Erdogan’s pretensions to leadership of ordinary Muslims are once again being tested now that Bashar Assad has taken to slaughtering his own people en masse next door in Syria.

Erdogan has provided cover for Assad, informing him by phone last week of his continued support, but also gently requesting that the dictator implement economic reforms ‏(as if such tinkering would quell Syrians’ foundational grievances toward their sclerotic and brutal regime‏). Meanwhile, Erdogan has the gall to claim that the protests sweeping the region are attributable to Turkey’s democratic model − a model that he has been gradually undermining.

“Which country were they inspired by?” he recently asked the Turkish parliament ‏(hint: probably not the regime whose imperial predecessor ruled over the Arab world for four centuries‏).

Last week, at the annual German Marshall Fund’s Brussels Forum, I asked Turkish Minister for EU Affairs Egemen Bagis about his government’s indifference toward Assad’s crackdown.

He said that Syria is a “very important and friendly country” and that “most of the people in that large geography [of the Middle East] are looking up to Turkey and they want to have similar democratic reforms that Turkey has been conducting, in her approach to become a member of EU.” He then turned the issue on its head, however, and in what has become emblematic of Turkish diplomatic rhetoric under the AKP, cast Turkey as victim.

“So on one side, we see EU member states who are encouraging the modernization, the demand for human rights in the greater Middle East and North Africa,” he told me. “On the other side, they’re not really treating the source of inspiration of those demands, which is Turkey, with the dignity that she deserves.”

Get it? All this stagnation in the Muslim world is to be heaped on the shoulders of Europe, which has slowed Turkey’s EU accession by refusing to overlook the disturbing direction Turkey has taken under the AKP. Reporters Without Borders ranks Turkey 138 out of 178 countries for press freedom. Nearly 70 journalists are in prison and hundreds face prosecution there today. Hundreds of Kurdish politicians are also in the dock.

Hundreds of academics, civil society activists and businessmen have been languishing in jail for years as accused conspirators in the infamous “Ergenekon” affair. When the American envoy to Ankara criticized these moves, Erdogan sneered that he was a “rookie ambassador.”

To be sure, Turkey before the AKP was hardly a beacon of democracy. And Turkey has reason to seek better relations with its neighbor Syria. Just over 10 years ago, Damascus’ sponsorship of a Kurdish terrorist group nearly brought the two nations to war. This enmity derived from the Assad regime’s anxiety about the erstwhile Western tilt of its neighbor.

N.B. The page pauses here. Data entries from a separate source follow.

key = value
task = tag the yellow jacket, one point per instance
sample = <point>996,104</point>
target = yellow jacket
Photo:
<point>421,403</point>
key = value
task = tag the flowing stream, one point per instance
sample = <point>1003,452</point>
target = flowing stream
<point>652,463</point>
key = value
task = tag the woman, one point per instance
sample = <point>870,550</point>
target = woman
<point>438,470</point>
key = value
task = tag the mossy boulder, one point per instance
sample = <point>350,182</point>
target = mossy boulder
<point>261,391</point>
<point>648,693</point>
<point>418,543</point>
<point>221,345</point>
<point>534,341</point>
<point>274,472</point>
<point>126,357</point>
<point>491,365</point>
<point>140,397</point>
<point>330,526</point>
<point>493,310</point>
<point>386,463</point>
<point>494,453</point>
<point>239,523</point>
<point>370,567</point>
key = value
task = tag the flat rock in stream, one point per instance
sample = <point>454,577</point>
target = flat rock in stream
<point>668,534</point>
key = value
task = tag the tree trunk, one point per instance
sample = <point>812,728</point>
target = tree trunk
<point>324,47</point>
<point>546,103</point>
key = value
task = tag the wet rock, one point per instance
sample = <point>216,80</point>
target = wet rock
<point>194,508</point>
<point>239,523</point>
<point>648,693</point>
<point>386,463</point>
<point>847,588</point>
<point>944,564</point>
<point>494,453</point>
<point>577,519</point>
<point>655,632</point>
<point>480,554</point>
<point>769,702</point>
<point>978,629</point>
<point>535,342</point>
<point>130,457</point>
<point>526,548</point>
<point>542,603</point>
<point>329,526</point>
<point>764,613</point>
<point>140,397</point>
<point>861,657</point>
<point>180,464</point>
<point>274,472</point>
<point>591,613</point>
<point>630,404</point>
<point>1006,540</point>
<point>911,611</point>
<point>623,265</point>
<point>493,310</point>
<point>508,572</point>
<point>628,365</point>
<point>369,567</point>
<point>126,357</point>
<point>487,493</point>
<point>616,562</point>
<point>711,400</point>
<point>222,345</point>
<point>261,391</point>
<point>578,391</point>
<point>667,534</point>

But now that the moderately Islamist AKP is in power, relations have improved dramatically.

In 2003, Turkey refused to cooperate in the American-led assault on Iraq, which boosted Ankara in Assad’s eyes. In 2009, the two nations completed their first joint military exercise and reopened their borders. Trade doubled from $800 million in 2006 to $1.6 billion in 2009.

But the rapprochement has not led to the sort of liberalization in Syria that Bagis suggests it would, and Turkey has been content to condone the depredations of its repressive neighbor.

Just imagine what the AKP reaction would be to an unprovoked, murderous American or Israeli attack on a mosque, which is exactly what Assad ‏perpetrated last week.

No country, especially one with pretensions to being a regional power, can be expected to have a foreign policy that is at all times the product of an absolute and unblemished moral code. America’s intervening in Libya − while it largely ignores regime crackdowns in allied nations like Bahrain, Yemen and Saudi Arabia − is demonstrative of this fact. Yet given the baleful turn Turkey has taken on the world stage in recent years, one can’t help but suspect that the fundamental problems with its foreign policy lay in the AKP’s principles more than in its practices.